Sunday, April 19, 2009
Pitt and Mademoiselle Necker
Lauren's post on Mme Necker reminded me of yet another amusing incident in the life of William Pitt the Younger. While on his one vacation to the Continent, William Pitt the Younger visited Paris with William Wilberforce and his brother-in-law to be, Edward Elliot. Pitt's father, the Earl of Chatham, was extremely popular and Pitt met with a number of French officals, including Jacques Necker, the Finance Minister to Louis XVI. Pitt made quite an impression. Mme Necker became dead-set on having Pitt as a son-in-law, since Pitt had become an MP at 21, the Chancellor of the Exchequer at 23 and looked to be the Prime Minister at 24.
Mademoiselle Germaine Necker, was not quite so impressed. Mlle Necker, later Mme de Stael, was said to have refused because it would have meant being away from, what were at the time, the two great loves of her life (aka Paris and Papa)-- a fate worse than death.

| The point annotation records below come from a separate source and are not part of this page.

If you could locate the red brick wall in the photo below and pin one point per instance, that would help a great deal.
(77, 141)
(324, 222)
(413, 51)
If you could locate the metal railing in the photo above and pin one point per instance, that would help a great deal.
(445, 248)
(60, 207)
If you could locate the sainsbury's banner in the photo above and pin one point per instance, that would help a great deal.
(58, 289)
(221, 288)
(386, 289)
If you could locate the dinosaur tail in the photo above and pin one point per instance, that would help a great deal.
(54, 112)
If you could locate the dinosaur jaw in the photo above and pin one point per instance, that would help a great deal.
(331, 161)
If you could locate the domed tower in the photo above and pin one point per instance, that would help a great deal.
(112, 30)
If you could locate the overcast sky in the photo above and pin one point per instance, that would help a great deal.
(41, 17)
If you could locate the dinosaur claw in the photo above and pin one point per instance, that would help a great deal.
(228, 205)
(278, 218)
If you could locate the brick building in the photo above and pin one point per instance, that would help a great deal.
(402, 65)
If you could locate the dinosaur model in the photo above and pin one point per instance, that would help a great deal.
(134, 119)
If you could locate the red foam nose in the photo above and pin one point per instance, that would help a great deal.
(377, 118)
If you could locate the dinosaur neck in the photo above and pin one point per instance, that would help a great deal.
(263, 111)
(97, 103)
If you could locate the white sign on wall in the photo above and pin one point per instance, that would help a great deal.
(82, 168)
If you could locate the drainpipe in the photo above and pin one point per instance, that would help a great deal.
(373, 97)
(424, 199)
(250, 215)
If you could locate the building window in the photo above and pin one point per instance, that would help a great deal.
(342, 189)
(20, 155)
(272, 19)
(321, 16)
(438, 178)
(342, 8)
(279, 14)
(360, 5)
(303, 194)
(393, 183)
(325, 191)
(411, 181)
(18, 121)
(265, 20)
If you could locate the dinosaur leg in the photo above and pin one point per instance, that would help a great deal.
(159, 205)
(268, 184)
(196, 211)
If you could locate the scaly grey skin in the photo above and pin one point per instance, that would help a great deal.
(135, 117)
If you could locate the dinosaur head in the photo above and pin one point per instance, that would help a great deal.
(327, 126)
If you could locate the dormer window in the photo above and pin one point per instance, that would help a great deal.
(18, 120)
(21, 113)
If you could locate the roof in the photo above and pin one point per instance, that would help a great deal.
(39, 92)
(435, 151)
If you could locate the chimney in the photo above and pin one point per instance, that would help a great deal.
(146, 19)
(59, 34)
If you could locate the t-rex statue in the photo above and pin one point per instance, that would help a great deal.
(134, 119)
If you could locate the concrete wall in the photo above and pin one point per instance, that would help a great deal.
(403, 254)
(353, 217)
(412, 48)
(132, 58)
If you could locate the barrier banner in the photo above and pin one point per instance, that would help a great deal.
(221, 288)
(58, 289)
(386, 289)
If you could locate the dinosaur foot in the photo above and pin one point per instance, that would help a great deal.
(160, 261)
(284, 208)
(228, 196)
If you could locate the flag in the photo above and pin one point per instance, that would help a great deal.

William Pitt the Younger either brushed off this rejection or refused the idea of marrying Germaine Necker by saying, "I am already married to my country." The Amateur Historian reads this as a sign of Pitt's workaholic nature, his recognition that Germaine Necker was far too much for him a handle, a possible sign that he was quite piqued at Germaine Necker's total dismissal of his suit and his usual self-awareness and self-knowledge, as Pitt later refused to marry in 1797 because he didn't think it fair on any woman to be married to a man "who could not give a proper share of time to his wife, for how would it be if he was always at the House, or in business, and she always at the opera, or whiling about in her carriage" (from Lady Hester Stanhope's Memoirs, vol. 1, p. 180).
Other historians, however, have taken this to be a sign of Pitt's homosexuality. History is a strange field.